According to the Justice Department, its immigrant policy is to focus on illegal immigrants who have a criminal record or a history of violence. Where the DACA students fall into this priority list is not known yet. The California legislature’s efforts on issues such as creating sanctuary state status for California are still moving through the legislature. Governor Brown, while expressing some concerns about the bill, has been talking with the author of the bill SB 54, Senate President Pro Tem Kevin De Leon. In October, SB 54 could be signed into law, which could make it much harder for DACA recipients to be deported.
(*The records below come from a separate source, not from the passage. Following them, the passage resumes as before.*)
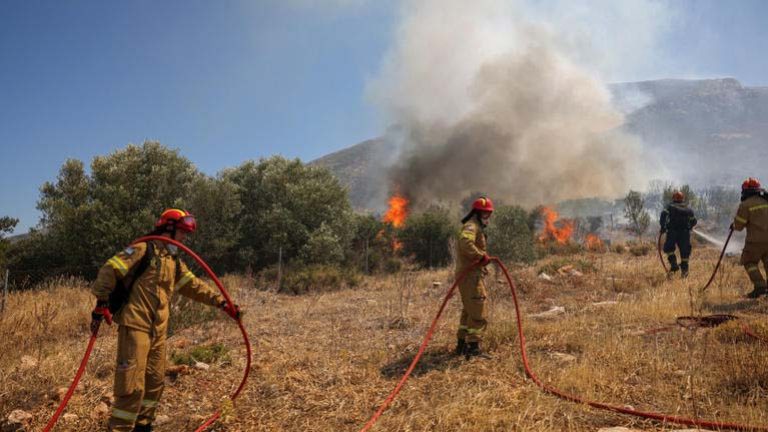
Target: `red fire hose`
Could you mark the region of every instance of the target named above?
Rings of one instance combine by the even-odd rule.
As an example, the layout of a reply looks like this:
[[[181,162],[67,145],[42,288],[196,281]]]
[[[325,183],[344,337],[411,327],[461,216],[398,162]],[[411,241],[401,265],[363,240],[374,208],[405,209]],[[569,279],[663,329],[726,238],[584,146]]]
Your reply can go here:
[[[183,250],[184,252],[186,252],[187,255],[192,257],[192,259],[194,259],[195,262],[197,262],[200,265],[200,267],[202,267],[203,270],[205,270],[208,276],[213,280],[213,282],[219,288],[221,295],[224,297],[227,303],[233,304],[232,298],[229,296],[229,293],[224,288],[224,285],[221,283],[221,281],[213,272],[213,270],[211,270],[211,268],[208,266],[208,264],[206,264],[202,258],[200,258],[195,252],[193,252],[192,249],[188,248],[187,246],[184,246],[182,243],[168,237],[150,235],[150,236],[145,236],[145,237],[136,239],[131,244],[142,243],[142,242],[151,241],[151,240],[170,243],[172,245],[175,245],[179,249]],[[243,373],[243,379],[240,381],[240,385],[237,387],[234,393],[232,393],[229,396],[230,400],[234,400],[243,390],[243,388],[245,387],[245,383],[248,380],[248,374],[250,374],[250,371],[251,371],[251,342],[248,339],[248,333],[246,333],[245,327],[243,327],[242,320],[237,319],[237,325],[240,328],[240,332],[243,334],[243,343],[245,344],[247,357],[246,357],[245,371]],[[80,368],[77,370],[77,373],[75,374],[75,378],[72,381],[72,384],[69,386],[69,389],[67,390],[66,395],[64,396],[61,403],[59,404],[59,407],[56,409],[56,412],[54,413],[53,417],[51,417],[51,420],[48,421],[48,424],[45,426],[45,428],[43,428],[43,432],[48,432],[53,428],[53,426],[58,421],[59,416],[64,411],[64,408],[66,408],[67,403],[69,403],[69,399],[72,396],[72,393],[75,391],[75,388],[77,387],[78,382],[80,382],[80,378],[83,376],[83,372],[85,372],[85,365],[88,363],[88,358],[90,357],[91,351],[93,350],[93,344],[94,342],[96,342],[96,336],[98,332],[99,332],[99,327],[97,324],[96,328],[91,334],[91,339],[88,341],[88,348],[85,350],[85,355],[83,356],[83,360],[80,362]],[[216,411],[213,415],[211,415],[208,418],[208,420],[205,421],[205,423],[203,423],[199,428],[197,428],[195,432],[202,432],[208,429],[208,427],[210,427],[219,417],[221,417],[221,411]]]
[[[504,272],[504,277],[507,279],[507,284],[509,285],[510,291],[512,292],[512,299],[515,304],[515,314],[517,316],[517,332],[520,340],[520,352],[522,355],[525,372],[531,378],[531,380],[533,380],[533,382],[536,383],[536,385],[539,386],[545,392],[555,395],[559,398],[565,399],[567,401],[586,404],[594,408],[613,411],[621,414],[632,415],[636,417],[658,420],[658,421],[667,422],[667,423],[697,426],[697,427],[708,427],[708,428],[715,428],[715,429],[740,430],[740,431],[768,431],[768,426],[750,426],[750,425],[744,425],[739,423],[706,421],[706,420],[691,419],[687,417],[673,416],[668,414],[660,414],[660,413],[654,413],[654,412],[645,412],[645,411],[639,411],[639,410],[634,410],[629,408],[623,408],[620,406],[609,405],[602,402],[596,402],[596,401],[584,399],[579,396],[565,393],[555,387],[544,384],[536,375],[536,373],[534,373],[533,369],[531,369],[531,366],[528,363],[528,353],[526,351],[525,335],[523,334],[522,314],[520,313],[520,306],[517,300],[517,290],[515,288],[515,284],[514,282],[512,282],[512,278],[509,276],[509,271],[501,262],[501,260],[499,260],[498,258],[491,258],[491,260],[494,263],[496,263],[496,265],[498,265],[499,268],[501,268],[501,270]],[[403,377],[400,379],[400,382],[397,383],[397,386],[395,386],[395,389],[392,391],[392,393],[390,393],[387,399],[382,403],[379,410],[376,411],[376,413],[370,418],[370,420],[368,420],[368,423],[366,423],[365,426],[363,426],[363,428],[360,429],[360,432],[368,431],[371,427],[373,427],[374,423],[376,423],[376,420],[378,420],[378,418],[381,416],[384,410],[386,410],[389,404],[394,400],[395,396],[397,396],[397,394],[400,392],[400,389],[402,388],[403,384],[405,384],[405,381],[408,379],[411,372],[416,367],[416,363],[418,362],[419,358],[421,358],[421,355],[423,354],[424,349],[429,343],[429,340],[432,338],[432,334],[434,333],[437,321],[442,315],[443,310],[445,309],[446,303],[453,295],[453,290],[456,288],[456,285],[458,284],[459,280],[461,280],[462,277],[464,277],[464,274],[461,274],[459,279],[457,279],[457,281],[454,282],[453,285],[451,285],[450,289],[448,290],[448,293],[446,294],[445,299],[443,300],[443,303],[440,306],[440,309],[438,310],[437,315],[435,316],[435,319],[432,321],[432,325],[430,326],[426,336],[424,337],[424,341],[422,342],[421,347],[419,348],[419,352],[416,354],[416,357],[414,357],[410,367],[405,372]]]
[[[75,392],[75,388],[77,387],[77,383],[80,382],[80,378],[82,378],[83,373],[85,372],[85,365],[88,364],[88,358],[91,357],[91,351],[93,351],[93,344],[96,343],[96,336],[99,334],[99,326],[101,325],[101,322],[96,323],[96,327],[93,328],[93,332],[91,333],[91,338],[88,340],[88,348],[85,349],[85,355],[83,356],[83,359],[80,361],[80,367],[77,368],[77,373],[75,373],[75,379],[72,380],[72,384],[67,389],[67,393],[64,395],[64,398],[61,399],[61,403],[59,403],[59,407],[56,408],[56,412],[53,413],[53,417],[51,417],[50,420],[48,420],[48,424],[45,425],[43,428],[43,432],[48,432],[53,428],[53,426],[56,424],[57,421],[59,421],[59,416],[61,413],[64,412],[64,408],[67,407],[67,404],[69,403],[69,398],[72,397],[72,393]]]
[[[661,261],[661,266],[664,267],[664,273],[668,273],[667,263],[664,262],[664,257],[661,255],[661,231],[659,231],[659,241],[657,242],[656,250],[659,251],[659,260]]]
Additionally, there seems to be a strong push by California’s institutions of higher education to keep the door open to DACA students. “Our doors will be wide open for all eligible undocumented students. They are welcome and wanted,” stated Long Beach State University President Jane Close Conoley. It is estimated that 72,300 undocumented students are enrolled at the UC, CSU, and community college systems.

Summary

Now that the Trump Administration has moved to eliminate the DACA program, it is not time to assume the worst. There is significant support for the DACA recipients, including from some of the largest businesses in the nation, such as Apple and Google. Additionally, two Republican California Congressional representatives, Jeff Denham (R-Modesto) and David Valadeo (R- Hanford), have actively supported the DACA program. The National Republican Congressional Campaign Committee is well aware that the DACA issue could cause significant losses for Republicans in the House in 2018. While the reauthorizing of the DACA program will be difficult and could get leveraged over a series of other issues, there is a strong chance that the program will be maintained. We will keep everyone informed as this process plays itself out.

Jeff Frost is CATESOL’s legislative advocate.